- The Washington Times - Friday, November 8, 2002

At least 61,000 people were added to the D.C. voter rolls between August and October, raising the total number of registered D.C. voters to 363,211. This is an incredible development. Or is it an illusion?

In September, the D.C. Board of Elections and Ethics reported that there were only 301,593 registered voters. If the new numbers are to be believed, that means that between Aug. 10, the last date to qualify to vote in the Sept. 10 primaries, and Oct. 5, the cutoff for the Nov. 5 general election, the board duly qualified 61,618 voters.

The board knows there are many voters who live elsewhere and vote in the District and vice versa. It is an unlawful activity that has dogged Maryland and Virginia rolls, too. Failure to keep the D.C. rolls clean might, perhaps, explain why there have been such dramatic spikes in registration in recent elections. For example, in 1998 there were about 361,000 registered D.C. voters, then the number dropped to 354,000 in 2000, which seems fairly normal. This election season again from 301,593 to 363,211, a 61,000 difference seems unreal.

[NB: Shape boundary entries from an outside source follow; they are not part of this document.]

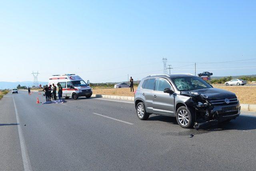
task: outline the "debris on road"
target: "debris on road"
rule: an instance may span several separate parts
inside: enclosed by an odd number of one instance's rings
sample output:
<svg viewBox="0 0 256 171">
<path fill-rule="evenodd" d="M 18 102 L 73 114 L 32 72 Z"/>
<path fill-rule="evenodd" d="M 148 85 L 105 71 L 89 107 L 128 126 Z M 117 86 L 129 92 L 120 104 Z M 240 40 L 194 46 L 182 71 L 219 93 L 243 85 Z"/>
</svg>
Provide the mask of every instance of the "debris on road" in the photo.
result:
<svg viewBox="0 0 256 171">
<path fill-rule="evenodd" d="M 46 101 L 46 102 L 44 102 L 43 103 L 43 104 L 50 104 L 50 103 L 66 103 L 67 101 L 65 100 L 54 100 L 52 101 Z"/>
<path fill-rule="evenodd" d="M 190 136 L 189 136 L 189 137 L 190 138 L 192 138 L 193 137 L 194 137 L 194 135 L 191 134 L 191 135 L 190 135 Z"/>
</svg>

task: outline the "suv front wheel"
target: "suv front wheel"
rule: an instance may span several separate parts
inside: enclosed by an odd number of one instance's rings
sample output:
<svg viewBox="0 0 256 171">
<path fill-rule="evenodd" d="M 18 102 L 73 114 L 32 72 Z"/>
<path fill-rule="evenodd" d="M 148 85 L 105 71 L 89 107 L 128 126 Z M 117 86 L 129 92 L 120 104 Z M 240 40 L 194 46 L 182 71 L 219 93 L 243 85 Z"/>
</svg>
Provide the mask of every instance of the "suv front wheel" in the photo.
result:
<svg viewBox="0 0 256 171">
<path fill-rule="evenodd" d="M 149 115 L 146 112 L 145 106 L 142 102 L 140 102 L 137 105 L 136 113 L 138 117 L 140 120 L 147 120 L 149 117 Z"/>
<path fill-rule="evenodd" d="M 181 106 L 178 109 L 176 119 L 178 123 L 184 128 L 190 128 L 195 124 L 195 115 L 189 108 Z"/>
</svg>

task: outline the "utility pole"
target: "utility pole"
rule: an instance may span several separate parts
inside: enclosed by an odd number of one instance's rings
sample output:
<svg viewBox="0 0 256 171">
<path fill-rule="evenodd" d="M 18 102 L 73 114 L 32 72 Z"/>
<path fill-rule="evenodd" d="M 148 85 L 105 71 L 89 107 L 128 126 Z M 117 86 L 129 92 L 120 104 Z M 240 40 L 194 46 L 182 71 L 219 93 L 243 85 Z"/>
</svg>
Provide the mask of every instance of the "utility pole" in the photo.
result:
<svg viewBox="0 0 256 171">
<path fill-rule="evenodd" d="M 195 63 L 195 76 L 196 76 L 196 63 Z"/>
<path fill-rule="evenodd" d="M 172 65 L 168 65 L 168 66 L 169 66 L 169 68 L 168 68 L 166 69 L 169 69 L 169 73 L 170 73 L 170 74 L 171 74 L 171 70 L 172 70 L 173 69 L 173 68 L 171 68 L 171 67 L 172 66 Z"/>
<path fill-rule="evenodd" d="M 163 58 L 162 61 L 164 63 L 164 74 L 167 74 L 167 68 L 166 68 L 166 64 L 167 64 L 167 59 Z"/>
</svg>

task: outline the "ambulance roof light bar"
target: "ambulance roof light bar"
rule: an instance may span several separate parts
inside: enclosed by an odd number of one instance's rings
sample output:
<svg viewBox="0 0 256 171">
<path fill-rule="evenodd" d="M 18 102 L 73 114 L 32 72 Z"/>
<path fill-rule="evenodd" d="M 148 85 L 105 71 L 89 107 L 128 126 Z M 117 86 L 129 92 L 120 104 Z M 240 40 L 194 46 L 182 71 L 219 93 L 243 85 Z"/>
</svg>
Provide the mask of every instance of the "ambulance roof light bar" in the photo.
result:
<svg viewBox="0 0 256 171">
<path fill-rule="evenodd" d="M 62 76 L 74 76 L 76 75 L 75 74 L 65 74 L 62 75 Z"/>
</svg>

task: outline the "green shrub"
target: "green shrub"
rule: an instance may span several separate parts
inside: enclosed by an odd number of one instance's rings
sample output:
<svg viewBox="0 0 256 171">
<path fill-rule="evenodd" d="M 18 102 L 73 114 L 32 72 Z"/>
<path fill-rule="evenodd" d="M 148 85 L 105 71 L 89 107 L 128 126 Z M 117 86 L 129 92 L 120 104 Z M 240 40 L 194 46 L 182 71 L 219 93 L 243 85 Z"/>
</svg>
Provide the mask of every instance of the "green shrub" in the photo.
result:
<svg viewBox="0 0 256 171">
<path fill-rule="evenodd" d="M 7 89 L 4 89 L 4 90 L 2 91 L 2 93 L 3 94 L 6 94 L 7 93 L 9 93 L 9 90 L 7 90 Z"/>
</svg>

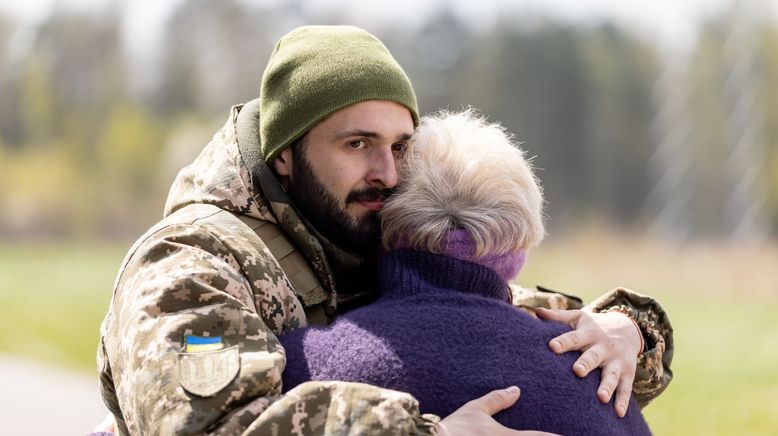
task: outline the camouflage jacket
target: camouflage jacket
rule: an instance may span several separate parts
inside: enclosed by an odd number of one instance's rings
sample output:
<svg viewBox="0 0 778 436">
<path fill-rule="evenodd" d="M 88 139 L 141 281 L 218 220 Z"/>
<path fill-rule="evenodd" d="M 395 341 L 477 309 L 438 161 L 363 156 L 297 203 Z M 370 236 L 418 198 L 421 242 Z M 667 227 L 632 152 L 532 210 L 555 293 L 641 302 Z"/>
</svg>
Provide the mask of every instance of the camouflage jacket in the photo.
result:
<svg viewBox="0 0 778 436">
<path fill-rule="evenodd" d="M 297 214 L 258 156 L 258 117 L 256 101 L 231 110 L 178 175 L 164 219 L 122 263 L 97 352 L 117 431 L 434 434 L 439 418 L 421 414 L 406 393 L 309 382 L 281 395 L 285 355 L 277 335 L 364 304 L 370 295 L 344 293 L 335 277 L 369 268 Z M 580 306 L 561 294 L 515 291 L 520 305 Z M 625 290 L 598 301 L 642 322 L 649 346 L 635 392 L 661 392 L 672 356 L 664 312 Z"/>
</svg>

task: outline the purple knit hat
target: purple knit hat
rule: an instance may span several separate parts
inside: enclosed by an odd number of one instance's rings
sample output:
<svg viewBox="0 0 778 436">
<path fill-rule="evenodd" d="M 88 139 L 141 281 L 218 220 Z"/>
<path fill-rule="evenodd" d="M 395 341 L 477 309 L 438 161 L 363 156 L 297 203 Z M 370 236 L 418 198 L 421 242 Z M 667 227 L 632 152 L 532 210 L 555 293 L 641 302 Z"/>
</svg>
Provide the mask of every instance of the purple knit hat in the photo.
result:
<svg viewBox="0 0 778 436">
<path fill-rule="evenodd" d="M 441 254 L 475 263 L 491 268 L 506 282 L 511 281 L 527 260 L 527 252 L 524 250 L 512 251 L 505 254 L 488 253 L 484 256 L 475 256 L 475 240 L 466 230 L 452 230 L 446 234 L 441 247 Z"/>
</svg>

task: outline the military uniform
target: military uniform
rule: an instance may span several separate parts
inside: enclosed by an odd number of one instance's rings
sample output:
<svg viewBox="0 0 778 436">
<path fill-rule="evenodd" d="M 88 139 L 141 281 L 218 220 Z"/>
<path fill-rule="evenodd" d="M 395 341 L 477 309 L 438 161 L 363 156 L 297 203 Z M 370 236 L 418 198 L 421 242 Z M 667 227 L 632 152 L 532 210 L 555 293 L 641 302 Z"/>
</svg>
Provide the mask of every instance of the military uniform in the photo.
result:
<svg viewBox="0 0 778 436">
<path fill-rule="evenodd" d="M 252 155 L 258 117 L 256 101 L 231 110 L 174 182 L 165 218 L 122 263 L 98 348 L 100 386 L 118 432 L 434 434 L 439 417 L 420 414 L 402 392 L 309 382 L 281 395 L 285 355 L 277 336 L 368 301 L 369 287 L 360 294 L 352 284 L 346 293 L 334 277 L 369 269 L 307 225 Z M 580 306 L 561 294 L 514 291 L 517 305 Z M 635 394 L 661 392 L 672 357 L 661 308 L 623 289 L 595 306 L 636 319 L 647 349 Z"/>
</svg>

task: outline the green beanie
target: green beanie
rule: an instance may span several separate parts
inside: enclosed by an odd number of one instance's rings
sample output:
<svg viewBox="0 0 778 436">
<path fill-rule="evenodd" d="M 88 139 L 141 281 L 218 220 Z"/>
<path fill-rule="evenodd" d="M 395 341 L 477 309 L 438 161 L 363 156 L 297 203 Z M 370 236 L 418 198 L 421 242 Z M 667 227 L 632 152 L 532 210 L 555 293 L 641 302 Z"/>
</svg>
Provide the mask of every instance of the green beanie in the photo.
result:
<svg viewBox="0 0 778 436">
<path fill-rule="evenodd" d="M 266 162 L 346 106 L 391 100 L 419 124 L 411 81 L 381 41 L 351 26 L 299 27 L 278 41 L 259 92 Z"/>
</svg>

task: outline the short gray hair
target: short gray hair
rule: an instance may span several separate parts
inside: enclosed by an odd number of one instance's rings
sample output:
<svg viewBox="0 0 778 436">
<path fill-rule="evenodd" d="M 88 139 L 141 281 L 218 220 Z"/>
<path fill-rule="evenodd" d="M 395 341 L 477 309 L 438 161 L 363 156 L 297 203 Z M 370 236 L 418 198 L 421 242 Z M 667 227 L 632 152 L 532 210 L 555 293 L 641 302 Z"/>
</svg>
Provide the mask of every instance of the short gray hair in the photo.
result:
<svg viewBox="0 0 778 436">
<path fill-rule="evenodd" d="M 524 154 L 473 109 L 422 118 L 381 210 L 384 246 L 440 253 L 454 229 L 470 234 L 478 257 L 537 246 L 543 195 Z"/>
</svg>

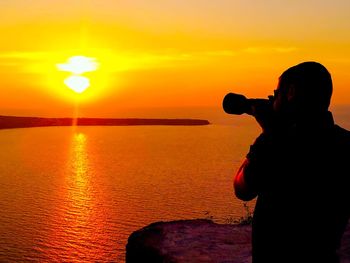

The board owes an explanation. After all, election officials should be keenly aware of the volume of schemes to falsify driver's licenses, Social Security cards, passports and visas that have been uncovered, particularly since September 11. Also, the petition scandal leading up to the D.C. primary should make the election board all the more conscientious regarding voter rolls and other election processes. More important, though, is the fact that voting is a privilege granted exclusively to U.S. citizens. The question for the board: Are the new numbers fact or fiction?